Friday, January 2, 2015

Querulous Quandaries: 

 This was a new one for even me. It happened just a few days after Christmas. 

Phone rings

(me) J. Sampson Antiques...... How can I help you? 

(man) Can you tell me it this is the right way to fix cranberry glass? 

(me) Fix it how? Is it broken? 

(man) No, no.  Its not broken, just faded. 

(me) Faded?

Now, get ready for it. 

(man) Yeah, I had someone tell me that these vases were cranberry but the color faded out.  If I was to soak them in cranberry juice it'd bring back that color.  

I'm stunned. 

(me) Sir, glass is an inert material.  You can't just soak it in a liquid and expect it to absorb that color.  All that will do is make them sticky. 

(man) Well shoot.  So I can't make them back to cranberry?

(me) They never were cranberry or they were a pale color of cranberry.  You can't make them anymore cranberry than you could cobalt or canary or emerald. 

(man) Canary?  

(me) Its the color of the bird not the actual bird. 

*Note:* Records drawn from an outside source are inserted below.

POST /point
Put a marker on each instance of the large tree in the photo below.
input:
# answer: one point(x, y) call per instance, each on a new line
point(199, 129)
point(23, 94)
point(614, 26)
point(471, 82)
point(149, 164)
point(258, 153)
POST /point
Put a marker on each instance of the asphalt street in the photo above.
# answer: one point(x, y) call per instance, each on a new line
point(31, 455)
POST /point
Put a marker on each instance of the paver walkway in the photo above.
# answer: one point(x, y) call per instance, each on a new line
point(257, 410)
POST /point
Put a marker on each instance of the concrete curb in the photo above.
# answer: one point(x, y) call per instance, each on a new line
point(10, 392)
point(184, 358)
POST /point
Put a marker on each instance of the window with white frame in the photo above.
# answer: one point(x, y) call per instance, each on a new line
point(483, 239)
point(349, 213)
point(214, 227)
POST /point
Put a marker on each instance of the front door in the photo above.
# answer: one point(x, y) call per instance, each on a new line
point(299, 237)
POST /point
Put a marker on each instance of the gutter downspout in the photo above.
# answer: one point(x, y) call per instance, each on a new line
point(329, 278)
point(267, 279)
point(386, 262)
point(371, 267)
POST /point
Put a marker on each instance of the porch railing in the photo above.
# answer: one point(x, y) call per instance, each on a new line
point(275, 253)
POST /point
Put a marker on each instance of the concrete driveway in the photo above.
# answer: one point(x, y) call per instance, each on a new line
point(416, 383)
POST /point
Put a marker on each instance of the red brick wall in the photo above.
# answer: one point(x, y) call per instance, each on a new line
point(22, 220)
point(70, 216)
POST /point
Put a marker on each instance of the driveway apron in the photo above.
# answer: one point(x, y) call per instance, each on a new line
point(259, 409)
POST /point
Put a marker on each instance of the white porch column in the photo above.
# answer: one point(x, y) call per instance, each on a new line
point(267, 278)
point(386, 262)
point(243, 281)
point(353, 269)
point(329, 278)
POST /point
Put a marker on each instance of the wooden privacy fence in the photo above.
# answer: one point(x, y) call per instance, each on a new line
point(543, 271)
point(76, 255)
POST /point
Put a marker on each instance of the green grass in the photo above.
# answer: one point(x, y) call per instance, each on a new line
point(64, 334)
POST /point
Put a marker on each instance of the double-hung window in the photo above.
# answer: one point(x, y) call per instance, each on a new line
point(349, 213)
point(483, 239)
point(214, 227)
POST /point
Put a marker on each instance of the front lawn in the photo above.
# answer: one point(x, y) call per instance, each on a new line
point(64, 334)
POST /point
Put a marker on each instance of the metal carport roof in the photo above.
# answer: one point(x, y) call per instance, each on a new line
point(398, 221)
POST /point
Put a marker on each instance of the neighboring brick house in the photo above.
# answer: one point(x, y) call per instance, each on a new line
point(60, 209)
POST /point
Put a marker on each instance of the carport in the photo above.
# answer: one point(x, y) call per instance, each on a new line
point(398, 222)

(man)  Well I never thought that!  Thanks for your help.

(me) Thank you. 

I'm thinking, "Well I didn't know.  You thought that you could soak clear glass in cranberry juice and make cranberry glass.   So hell, I thought that you were considering grinding up some birds to make yellow.  

Thursday, January 1, 2015

The New Years Wish

Just The Way It Is:

This is the tea pot that someone should have used. Instead it was sold in an auction. 
 Here is my New Years day wish to all of you readers. I wish for you all to use and enjoy the items that surround you.  You want to know something?   I'm a contractor. Didn't know that did you?   Yep, I'm a contractor. I sell materials for building and designing your home. I provide you with materials that will make you and your home happy, joyous, welcoming, inviting, warm, stylish and interesting.  The decision to make that happen, is up to you.  Remember,  I'm providing you with materials.  If a "real" contractor builds you a pool and you never get in it... who's fault is that?  I wish that everyone would appreciate the things that fill their homes.  You can have no idea of the times that I go into a house after a death and am meet this situation.  The family is usually in a state of chaos. Emotions run high and are tightly strung.  I reach over and select an object and begin to talk about it.  Simple enough.   There is always one person who will say, I've never seen that before?"   Is that their fault.?  No, its Granny's or Mom's or Cousin Lottie's.  They never enjoyed it, they never shared it with their family and friends.  They and myself don't know if it was a family heirloom or if it was bought at a yard sale last year.  Many of your are thinking, " Well, I don't have anything."   Really??   If you have a bed to lie in, a roof over your head, more food than you can eat in one sitting and a pair of shoes, you already have more than half of the rest of the world.  Yet, you have books that you've never opened. You have dishes that you've never eaten off of.  You have clothes that you've never worn.  Likely many of you have have rooms of furniture that you've never sat on.  Use what you have.  Enjoy it.  If you have so much that you can't possibly use it, move it on to someone else who has less than you do. You'll be blessed all the more for it.  Now, when you're really really ready to design your home call me. I've got the perfect piece for you.